Sunday, August 10, 2008

RIP Isaac Hayes (1942-2008)

The news just came in about the death of a man whose legacy in American soul music is as profound as it gets.

Although Isaac Hayes was best known for scoring the 1971 film Shaft, and in particular its funky-fabulous theme song, for a number of critical years he, along with his songwriting partner David Porter and Booker T & the MGs, formed the lifeblood of Memphis' Stax Records. Together they served as Stax's in-house production powerhouse, writing and producing hundreds of songs, and nurturing some of the label's key artists, particularly Sam & Dave and Carla Thomas. Jim Stewart, Stax's co-founder, credited Hayes with being one of the main sources of what became known as the Memphis sound.

Hayes began at Stax as a keyboard player, and it was he who, on his very first session, played on Otis Redding's Respect and I've Been Lovin' You Too Long. But his prodigious talent as a songwriter could not be denied. Some of my favorite Stax-era songs include Hold On, I'm Coming, Soul Man, I Thank You and, most especially, When Something's Wrong With My Baby for Sam & Dave, and Let Me Be Good To You for Carla Thomas. The man was soul personified, and knew how to bring it out in others.

In 1969 he emerged into the light of day beyond Memphis as a solo artist with Hot Buttered Soul, which had just four cuts on it. His lush signature style is sampled by many young artists today - witness the fact that he was inducted into the Rock and Roll Hall of Fame in 2002 by Alicia Keys, who here describes how his work inspires and has informed hers.

Hayes had a complicated and diverse life, about which much will be written in the days to come. For me, it's enough to note that the man who was born in the grinding poverty of a sharecropper's family was a man of extraordinary determination to make his mark - and make his mark he did. I'll play him out with one of my favorite later songs, Don't Let Go.

Saturday, August 9, 2008

Love Is Like An Itching In My Heart, Reflections (1966, 1967), The Supremes

It's taken me this long to
narrow down the Supremes' music catalogue to just two songs that I feel represent Diana Ross, Florence Ballard and Mary Wilson at their absolute pinnacle.

Each of these songs, Love Is Like An Itching In My Heart, and Reflections, showcases the Supremes in their finest moments. And I think I selected these in the end because neither of them is from the usual mold from which, let's face it, so many of their songs were cast.

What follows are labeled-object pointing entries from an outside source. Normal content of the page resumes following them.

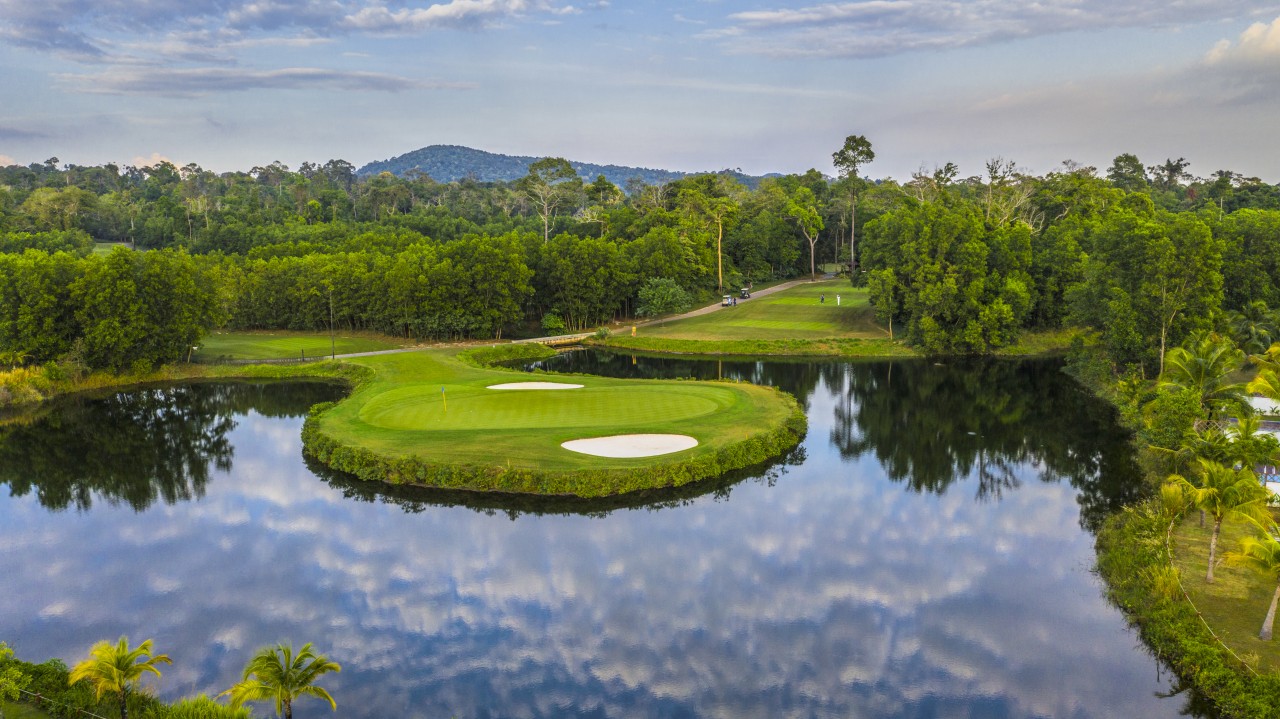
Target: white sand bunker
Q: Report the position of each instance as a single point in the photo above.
(631, 445)
(535, 385)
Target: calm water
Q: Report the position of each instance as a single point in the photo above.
(926, 553)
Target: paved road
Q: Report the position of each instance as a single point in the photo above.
(419, 348)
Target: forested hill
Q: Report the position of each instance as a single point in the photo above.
(452, 163)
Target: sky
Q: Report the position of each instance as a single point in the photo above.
(702, 85)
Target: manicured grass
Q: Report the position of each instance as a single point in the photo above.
(21, 711)
(1237, 601)
(791, 314)
(402, 412)
(286, 344)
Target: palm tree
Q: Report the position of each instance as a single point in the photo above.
(1262, 555)
(1255, 326)
(1203, 367)
(275, 673)
(1221, 493)
(118, 669)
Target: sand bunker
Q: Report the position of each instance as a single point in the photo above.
(631, 445)
(535, 385)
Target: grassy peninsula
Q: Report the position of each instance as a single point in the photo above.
(432, 418)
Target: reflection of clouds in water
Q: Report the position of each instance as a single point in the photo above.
(835, 592)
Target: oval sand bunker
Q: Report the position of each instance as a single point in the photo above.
(631, 445)
(535, 385)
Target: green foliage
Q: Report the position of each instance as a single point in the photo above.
(662, 296)
(118, 669)
(199, 708)
(1133, 560)
(12, 678)
(275, 673)
(506, 353)
(553, 324)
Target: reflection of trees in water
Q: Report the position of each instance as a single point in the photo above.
(414, 499)
(929, 424)
(138, 447)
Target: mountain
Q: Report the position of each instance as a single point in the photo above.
(449, 163)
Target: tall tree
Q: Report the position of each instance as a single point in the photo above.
(855, 154)
(547, 184)
(803, 207)
(275, 673)
(118, 669)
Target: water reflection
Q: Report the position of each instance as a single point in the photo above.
(931, 424)
(137, 447)
(818, 589)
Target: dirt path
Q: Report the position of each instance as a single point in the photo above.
(711, 308)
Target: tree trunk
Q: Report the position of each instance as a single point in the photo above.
(720, 259)
(853, 234)
(1212, 548)
(1271, 617)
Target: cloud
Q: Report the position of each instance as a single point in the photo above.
(12, 134)
(888, 27)
(192, 82)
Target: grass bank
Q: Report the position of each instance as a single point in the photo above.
(228, 346)
(429, 418)
(1238, 599)
(822, 319)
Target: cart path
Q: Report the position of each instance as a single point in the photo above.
(538, 339)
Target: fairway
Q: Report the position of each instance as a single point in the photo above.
(220, 347)
(805, 311)
(429, 407)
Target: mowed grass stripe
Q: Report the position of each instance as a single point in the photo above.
(466, 408)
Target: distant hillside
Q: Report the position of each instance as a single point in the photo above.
(449, 163)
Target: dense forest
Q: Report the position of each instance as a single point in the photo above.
(1143, 255)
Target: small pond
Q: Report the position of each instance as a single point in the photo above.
(926, 552)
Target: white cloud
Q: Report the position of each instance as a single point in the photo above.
(888, 27)
(1258, 44)
(192, 82)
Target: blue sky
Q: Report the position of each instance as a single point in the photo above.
(764, 86)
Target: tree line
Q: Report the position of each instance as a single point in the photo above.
(1144, 255)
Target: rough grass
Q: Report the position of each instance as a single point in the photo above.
(430, 404)
(21, 711)
(791, 314)
(286, 344)
(1238, 599)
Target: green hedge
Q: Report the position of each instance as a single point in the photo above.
(1134, 560)
(68, 701)
(370, 466)
(836, 347)
(522, 352)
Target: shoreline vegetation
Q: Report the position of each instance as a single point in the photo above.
(396, 427)
(1153, 555)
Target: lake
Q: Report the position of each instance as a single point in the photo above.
(926, 552)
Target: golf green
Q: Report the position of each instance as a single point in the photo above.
(426, 417)
(466, 408)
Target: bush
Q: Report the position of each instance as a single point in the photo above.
(553, 324)
(199, 708)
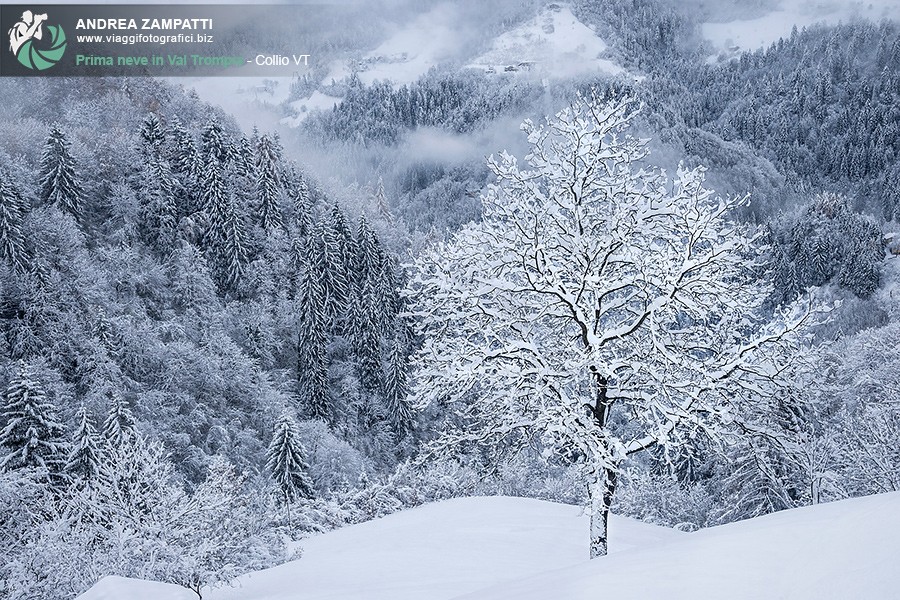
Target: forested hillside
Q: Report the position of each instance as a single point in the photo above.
(209, 351)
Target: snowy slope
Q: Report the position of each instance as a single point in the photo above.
(750, 34)
(409, 52)
(554, 42)
(439, 551)
(836, 551)
(123, 588)
(520, 549)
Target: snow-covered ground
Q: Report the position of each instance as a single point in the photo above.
(833, 551)
(520, 549)
(122, 588)
(409, 52)
(554, 42)
(439, 551)
(750, 34)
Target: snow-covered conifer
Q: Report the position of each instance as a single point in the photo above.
(12, 213)
(286, 463)
(396, 388)
(268, 184)
(59, 184)
(312, 340)
(32, 436)
(120, 425)
(85, 455)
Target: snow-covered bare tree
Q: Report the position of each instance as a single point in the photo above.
(595, 305)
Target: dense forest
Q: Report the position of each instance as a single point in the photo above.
(194, 327)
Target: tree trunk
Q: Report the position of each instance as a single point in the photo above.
(601, 493)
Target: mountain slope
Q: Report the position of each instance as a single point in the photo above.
(840, 550)
(438, 551)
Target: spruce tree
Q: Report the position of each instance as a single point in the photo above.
(59, 185)
(214, 143)
(182, 151)
(368, 253)
(286, 463)
(160, 210)
(268, 184)
(84, 458)
(120, 426)
(329, 259)
(312, 341)
(32, 436)
(152, 136)
(366, 339)
(302, 207)
(224, 236)
(12, 214)
(396, 388)
(381, 202)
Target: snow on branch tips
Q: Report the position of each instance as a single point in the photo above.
(597, 306)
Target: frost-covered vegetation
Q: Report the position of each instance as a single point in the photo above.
(208, 351)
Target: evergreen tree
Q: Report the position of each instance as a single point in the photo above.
(381, 202)
(120, 426)
(160, 210)
(152, 136)
(12, 213)
(286, 463)
(302, 207)
(396, 388)
(214, 143)
(32, 436)
(368, 253)
(182, 152)
(312, 366)
(59, 184)
(224, 237)
(268, 184)
(366, 339)
(329, 258)
(84, 458)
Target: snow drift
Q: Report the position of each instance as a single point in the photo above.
(515, 548)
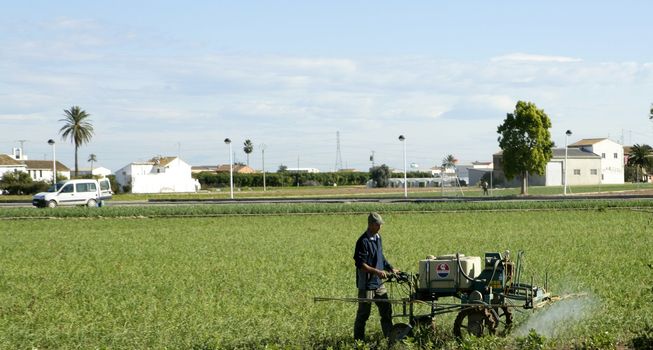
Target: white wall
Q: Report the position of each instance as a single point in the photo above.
(149, 178)
(554, 173)
(612, 161)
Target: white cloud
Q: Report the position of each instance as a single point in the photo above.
(295, 104)
(524, 57)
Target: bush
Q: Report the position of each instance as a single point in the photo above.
(21, 183)
(380, 175)
(281, 179)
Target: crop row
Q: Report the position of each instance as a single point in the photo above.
(313, 208)
(249, 281)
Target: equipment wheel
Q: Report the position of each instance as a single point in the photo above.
(504, 315)
(399, 332)
(475, 321)
(423, 324)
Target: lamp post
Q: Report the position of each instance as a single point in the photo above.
(567, 134)
(54, 163)
(263, 146)
(403, 140)
(231, 168)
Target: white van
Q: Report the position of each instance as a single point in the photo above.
(89, 192)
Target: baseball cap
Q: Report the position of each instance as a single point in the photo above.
(374, 218)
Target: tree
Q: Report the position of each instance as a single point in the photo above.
(526, 142)
(19, 182)
(449, 161)
(248, 148)
(77, 127)
(92, 158)
(380, 175)
(640, 157)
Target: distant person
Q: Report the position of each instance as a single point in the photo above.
(371, 267)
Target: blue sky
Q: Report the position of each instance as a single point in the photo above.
(168, 78)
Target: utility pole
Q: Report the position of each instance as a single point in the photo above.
(338, 154)
(263, 160)
(298, 171)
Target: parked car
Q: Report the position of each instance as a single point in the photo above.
(89, 192)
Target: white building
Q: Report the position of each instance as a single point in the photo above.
(41, 170)
(583, 168)
(9, 164)
(589, 162)
(96, 171)
(158, 175)
(612, 158)
(302, 170)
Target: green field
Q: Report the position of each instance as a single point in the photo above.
(363, 192)
(248, 281)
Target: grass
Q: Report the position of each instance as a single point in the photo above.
(248, 282)
(362, 192)
(153, 211)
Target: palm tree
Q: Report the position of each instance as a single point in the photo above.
(92, 158)
(77, 127)
(449, 161)
(249, 148)
(640, 156)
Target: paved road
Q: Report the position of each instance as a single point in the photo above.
(155, 202)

No Holland-Dozier-Holland composition was ever arranged into a sassier and more hard-driving record than Love Is Like An Itching In My Heart ... it exudes sensual energy of the most life-affirming kind. The blending of Ross' wail with Ballard's and Wilson's surging backing ooh-ooh-oohs puts me into the same frenzy 42 years later as it did as a teenager. The Funk Brothers' Benny Benjamin's 4/4 stomp alone ensures its place in the pantheon of kinetic history and what's up with Jack Ashford on the tinkling vibes? It just doesn't get any better than this, and it was never duplicated, unlike so many of the other carbon-copied hits. Inexplicably, one of the few Supremes hits not to chart at #1.

Reflections was the Supremes grown up and responding to shifting musical trends. Opening with an oscillator that led to its being pegged "psychedelic soul," it was just a beautiful song and an indication of what the girls could have done together if Berry Gordy had left well enough alone. It will forever symbolize the Supremes on the cusp of demise, being the first song on which Gordy put Ross on a pedestal and gave her top billing, and the last on which Ballard appeared. I'll admit its place in my heart is in part secured because of its inspired "casting" as the opening theme song of China Beach, one of the best ensemble TV shows ever made on any subject and certainly on war, in this instance the Vietnam war. The character of Colleen McMurphy, for me, was every bit as influential as that of Mary Richards in embodying young women's stories at that time in our evolution.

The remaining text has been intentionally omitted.